Índice de massa corporal
As complicações clínicas da obesidade são cada vez mais abrangentes e afetam a fisiologia e a função cerebrais. Estudos tem reportado déficits no aprendizado, na memória e na função executora de obesos comparados a pessoas não obesas. Outros associam o aumento no índice de massa corporal (IMC) com um menor volume cerebral. Um aumento dos níveis na ligação de citocinas tem sido demonstrado em algumas áreas relacionadas à memória e ao aprendizado. Citocinas inflamatórias como a IL-1beta e a IL-6 podem romper mecanismos neurofisiológicos envolvidos com a cognição e com a memória.

Consumo perigoso
Desordens demenciais como o Alzheimer também são mediados em parte via excesso de inflamação no cérebro. Um consumo alto de gorduras está associado com um queda significativa nos níveis de BDNF, um fator necessário para a memória de longa duração. Além disso, a gordura em excesso pode provocar uma queda nos níveis de mielina afetando a transmissão sináptica. Adipocinas específicas, como a adiponectina e a leptina são cruciais para a saúde cerebral.

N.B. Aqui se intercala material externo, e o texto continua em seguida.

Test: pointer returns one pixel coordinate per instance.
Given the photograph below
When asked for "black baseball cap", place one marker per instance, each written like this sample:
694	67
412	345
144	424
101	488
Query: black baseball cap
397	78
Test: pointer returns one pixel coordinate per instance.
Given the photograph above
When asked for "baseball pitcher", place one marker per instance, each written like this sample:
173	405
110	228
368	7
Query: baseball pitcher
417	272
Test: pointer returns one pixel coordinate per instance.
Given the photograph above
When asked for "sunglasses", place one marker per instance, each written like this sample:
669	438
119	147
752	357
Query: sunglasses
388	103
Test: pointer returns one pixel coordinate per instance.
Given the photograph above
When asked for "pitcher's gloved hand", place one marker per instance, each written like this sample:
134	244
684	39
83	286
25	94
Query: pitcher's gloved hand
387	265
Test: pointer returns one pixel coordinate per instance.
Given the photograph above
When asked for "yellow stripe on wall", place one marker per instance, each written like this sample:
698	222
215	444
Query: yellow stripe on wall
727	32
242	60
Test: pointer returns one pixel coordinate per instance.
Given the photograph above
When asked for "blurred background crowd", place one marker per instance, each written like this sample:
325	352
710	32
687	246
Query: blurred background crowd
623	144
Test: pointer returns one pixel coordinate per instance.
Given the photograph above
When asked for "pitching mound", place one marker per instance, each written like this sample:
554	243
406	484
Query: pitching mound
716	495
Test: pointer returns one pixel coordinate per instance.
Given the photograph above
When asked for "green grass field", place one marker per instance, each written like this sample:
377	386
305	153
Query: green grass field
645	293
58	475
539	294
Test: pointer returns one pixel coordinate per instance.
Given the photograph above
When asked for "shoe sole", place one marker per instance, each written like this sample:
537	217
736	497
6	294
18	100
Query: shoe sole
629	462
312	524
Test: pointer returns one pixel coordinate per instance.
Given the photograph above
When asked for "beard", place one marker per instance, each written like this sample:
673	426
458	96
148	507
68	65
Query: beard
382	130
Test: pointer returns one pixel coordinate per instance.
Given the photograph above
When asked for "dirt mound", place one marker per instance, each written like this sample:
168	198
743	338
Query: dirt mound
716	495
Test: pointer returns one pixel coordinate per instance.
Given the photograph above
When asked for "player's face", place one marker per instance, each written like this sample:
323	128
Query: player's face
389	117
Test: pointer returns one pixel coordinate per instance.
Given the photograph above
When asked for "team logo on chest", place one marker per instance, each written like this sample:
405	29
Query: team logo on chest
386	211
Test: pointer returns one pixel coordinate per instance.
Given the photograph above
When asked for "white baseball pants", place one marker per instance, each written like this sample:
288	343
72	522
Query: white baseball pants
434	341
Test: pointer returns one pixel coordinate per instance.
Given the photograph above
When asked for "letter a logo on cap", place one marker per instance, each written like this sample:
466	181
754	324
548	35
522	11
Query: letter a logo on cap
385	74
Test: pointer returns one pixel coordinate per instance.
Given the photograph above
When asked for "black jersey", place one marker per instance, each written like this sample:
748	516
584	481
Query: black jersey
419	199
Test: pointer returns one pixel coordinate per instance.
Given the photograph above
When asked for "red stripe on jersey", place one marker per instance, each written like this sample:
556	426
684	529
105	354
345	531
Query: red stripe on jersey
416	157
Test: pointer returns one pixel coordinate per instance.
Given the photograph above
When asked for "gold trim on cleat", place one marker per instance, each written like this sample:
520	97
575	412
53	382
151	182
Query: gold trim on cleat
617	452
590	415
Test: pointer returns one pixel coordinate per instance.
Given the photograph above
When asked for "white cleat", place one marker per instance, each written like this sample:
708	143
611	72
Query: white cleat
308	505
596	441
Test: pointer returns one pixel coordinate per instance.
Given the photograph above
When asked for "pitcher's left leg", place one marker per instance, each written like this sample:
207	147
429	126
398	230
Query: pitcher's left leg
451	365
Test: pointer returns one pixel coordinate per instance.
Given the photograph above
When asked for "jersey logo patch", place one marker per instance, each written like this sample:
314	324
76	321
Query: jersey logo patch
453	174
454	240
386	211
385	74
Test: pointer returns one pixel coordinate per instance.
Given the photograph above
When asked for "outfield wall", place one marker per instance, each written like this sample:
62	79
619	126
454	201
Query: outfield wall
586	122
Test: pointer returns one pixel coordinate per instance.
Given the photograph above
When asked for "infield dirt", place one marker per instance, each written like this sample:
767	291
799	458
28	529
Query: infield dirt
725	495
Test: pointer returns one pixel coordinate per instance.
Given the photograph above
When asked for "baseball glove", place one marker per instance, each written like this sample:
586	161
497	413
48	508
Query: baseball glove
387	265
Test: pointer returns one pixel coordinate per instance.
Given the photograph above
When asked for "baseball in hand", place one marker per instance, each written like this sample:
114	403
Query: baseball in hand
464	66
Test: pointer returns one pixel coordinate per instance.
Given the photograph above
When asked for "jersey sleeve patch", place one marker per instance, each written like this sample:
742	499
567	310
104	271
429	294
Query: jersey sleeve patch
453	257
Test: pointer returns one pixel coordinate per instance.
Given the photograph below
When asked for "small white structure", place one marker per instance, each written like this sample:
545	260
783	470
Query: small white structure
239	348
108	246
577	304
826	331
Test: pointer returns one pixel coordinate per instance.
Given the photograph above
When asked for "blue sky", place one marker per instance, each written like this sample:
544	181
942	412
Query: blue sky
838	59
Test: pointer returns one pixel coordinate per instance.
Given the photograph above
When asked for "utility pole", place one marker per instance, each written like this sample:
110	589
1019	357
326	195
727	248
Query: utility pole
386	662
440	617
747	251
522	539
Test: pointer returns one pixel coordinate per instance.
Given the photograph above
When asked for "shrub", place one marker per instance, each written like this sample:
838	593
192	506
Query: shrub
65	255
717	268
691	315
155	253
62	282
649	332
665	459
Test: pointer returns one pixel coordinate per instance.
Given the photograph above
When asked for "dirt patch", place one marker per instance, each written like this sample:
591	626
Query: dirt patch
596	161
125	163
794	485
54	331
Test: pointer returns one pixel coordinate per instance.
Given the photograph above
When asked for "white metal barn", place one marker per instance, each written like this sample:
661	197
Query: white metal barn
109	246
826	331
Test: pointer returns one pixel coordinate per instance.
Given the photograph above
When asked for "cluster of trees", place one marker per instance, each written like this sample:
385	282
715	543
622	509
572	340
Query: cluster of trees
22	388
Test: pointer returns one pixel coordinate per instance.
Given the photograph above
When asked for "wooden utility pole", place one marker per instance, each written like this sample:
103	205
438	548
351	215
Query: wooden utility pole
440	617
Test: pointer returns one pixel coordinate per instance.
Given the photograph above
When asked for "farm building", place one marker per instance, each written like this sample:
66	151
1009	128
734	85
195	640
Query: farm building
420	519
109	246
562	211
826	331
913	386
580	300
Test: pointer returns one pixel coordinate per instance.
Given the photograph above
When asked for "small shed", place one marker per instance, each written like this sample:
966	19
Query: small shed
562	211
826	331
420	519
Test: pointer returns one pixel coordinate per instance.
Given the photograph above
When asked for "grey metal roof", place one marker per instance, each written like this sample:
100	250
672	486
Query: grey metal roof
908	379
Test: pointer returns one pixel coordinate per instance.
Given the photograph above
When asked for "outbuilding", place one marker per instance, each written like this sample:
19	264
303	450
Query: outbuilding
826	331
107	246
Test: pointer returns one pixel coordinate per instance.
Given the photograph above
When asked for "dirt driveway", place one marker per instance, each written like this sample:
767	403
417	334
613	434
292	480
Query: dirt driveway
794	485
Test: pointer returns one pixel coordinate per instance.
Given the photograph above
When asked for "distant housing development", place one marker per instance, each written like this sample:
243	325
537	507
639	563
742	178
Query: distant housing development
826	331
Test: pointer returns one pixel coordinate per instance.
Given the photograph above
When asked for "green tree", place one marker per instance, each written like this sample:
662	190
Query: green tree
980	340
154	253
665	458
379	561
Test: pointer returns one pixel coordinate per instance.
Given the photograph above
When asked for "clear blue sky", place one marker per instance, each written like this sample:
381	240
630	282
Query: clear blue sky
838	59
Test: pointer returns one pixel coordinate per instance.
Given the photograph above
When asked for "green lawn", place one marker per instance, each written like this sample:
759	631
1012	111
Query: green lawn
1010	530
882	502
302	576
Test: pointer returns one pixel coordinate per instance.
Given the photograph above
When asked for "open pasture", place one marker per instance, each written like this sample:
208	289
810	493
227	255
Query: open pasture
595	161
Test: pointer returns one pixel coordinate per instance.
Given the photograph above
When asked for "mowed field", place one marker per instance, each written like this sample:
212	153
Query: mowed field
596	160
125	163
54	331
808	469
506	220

Gordura e sistema reprodutor
Estudos recentes em humanos e outras espécies mostram que a obesidade masculina prejudica o potencial reprodutor do homem, afetando as estruturas moleculares e físicas do esperma e da saúde do feto em desenvolvimento e consequentemente do recém-nascido. Nem sempre a fertilidade é prejudicada em homens obesos, mas aproximadamente 80% dos casos de homens que procuram clínicas de fertilidade são obesos ou sobrepesos, sugerindo uma interação entre o acúmulo de gordura excessivo e a função do esperma. No caso das mulheres, o excesso de gordura pode provocar redução da fertilidade e alterações no ciclo menstrual.